The total cost of ownership comparison is stark: for a small team running a few services, the Kubernetes path costs approximately $8,000 per month in infrastructure plus engineer time, versus $1,600 per month for the equivalent workload on VMs or managed platforms. The difference is almost entirely engineer hours. Kubernetes requires ongoing maintenance even when nothing is wrong: version upgrades, security patches, resource limit tuning, node pool management. On ECS or Cloud Run, the cloud provider absorbs that overhead.
The engineering community is honest about this in private. A widely read Hacker News thread summed it up plainly: "All I ever do with Kubernetes is update and break YAML files, then spend a day fixing them." That is not an indictment of the technology. It is a description of what happens when a team without platform engineering capacity takes on platform engineering complexity.
The second hidden cost is what CNCF described in their 2025 lessons report as the production readiness gap. Spinning up a managed Kubernetes cluster is genuinely easy now, about twenty minutes on EKS. But a production-ready cluster, one with hardened security, proper RBAC, network policies, a secrets management layer, monitoring, and working CI/CD integration, takes weeks and requires expertise most early-stage teams do not have. The cluster that gets spun up fast usually gets left without those layers. It is not production-ready. It is production-shaped.
Three questions worth asking before you migrate
Not "do we need Kubernetes." That question invites a feature comparison that Kubernetes will always win because it has more features than anything else. The questions that actually matter are different.
Do you have an engineer who can dedicate meaningful time to platform work on an ongoing basis, not just through the migration? Not setup time. Ongoing time. Version upgrades, security patches, certificate rotation, node pool management. If the answer is no, you are creating a system that will degrade quietly and require emergency attention at the worst moments.

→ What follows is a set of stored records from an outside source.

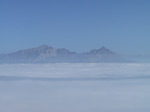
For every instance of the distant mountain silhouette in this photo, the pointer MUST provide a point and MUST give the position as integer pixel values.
(47, 54)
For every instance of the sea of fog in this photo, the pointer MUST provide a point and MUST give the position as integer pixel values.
(78, 87)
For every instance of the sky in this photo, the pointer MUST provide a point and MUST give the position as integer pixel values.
(78, 25)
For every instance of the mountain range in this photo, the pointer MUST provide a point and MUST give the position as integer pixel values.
(47, 54)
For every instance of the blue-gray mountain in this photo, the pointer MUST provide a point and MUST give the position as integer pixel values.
(47, 54)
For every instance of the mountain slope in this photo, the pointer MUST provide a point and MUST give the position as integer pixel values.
(47, 54)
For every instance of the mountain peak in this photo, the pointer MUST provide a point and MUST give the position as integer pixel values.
(102, 50)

What specific problem is Kubernetes solving that ECS, Cloud Run, or Fargate cannot? If the answer is "we want to be cloud-native" or "we want flexibility" or "we want our stack to match what enterprise customers expect," those are cultural answers, not technical ones. Kubernetes adds real complexity. It should solve a real problem in return.

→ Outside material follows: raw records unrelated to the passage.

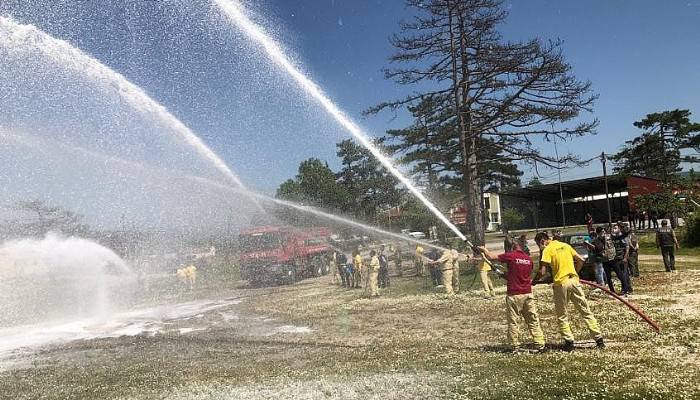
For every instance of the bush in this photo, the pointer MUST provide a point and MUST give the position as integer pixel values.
(511, 218)
(692, 230)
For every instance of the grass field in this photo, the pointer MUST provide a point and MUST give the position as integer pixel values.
(409, 343)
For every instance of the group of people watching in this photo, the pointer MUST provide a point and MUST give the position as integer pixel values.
(613, 250)
(372, 274)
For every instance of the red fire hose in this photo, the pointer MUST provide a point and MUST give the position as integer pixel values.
(625, 302)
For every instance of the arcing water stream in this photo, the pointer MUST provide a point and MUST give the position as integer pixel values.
(22, 38)
(29, 140)
(236, 13)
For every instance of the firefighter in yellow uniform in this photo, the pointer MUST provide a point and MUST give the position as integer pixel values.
(446, 260)
(358, 268)
(397, 259)
(418, 261)
(455, 270)
(333, 267)
(486, 279)
(373, 274)
(566, 287)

Where is your team's attention most valuable right now? A recurring observation from engineers who have made this mistake is that Kubernetes adoption at the wrong stage is not just a cost problem. It is an attention problem. The team that spends six weeks migrating to Kubernetes is a team that spent six weeks not iterating on the product. At early stage, that trade is almost never worth it.
Kubernetes is not wrong. It is extraordinary at what it does. 93% of organizations are using or evaluating it, and 80% had it in production as of 2024. The argument here is not against Kubernetes. It is against adopting it before the specific problems it solves are the ones you actually have. Start with Docker Compose. Move to a managed platform when you outgrow it. Reach for Kubernetes when the managed platforms become the bottleneck, not before. Most startups that follow this order get to Kubernetes faster, with less pain, and with a team that is ready to operate it.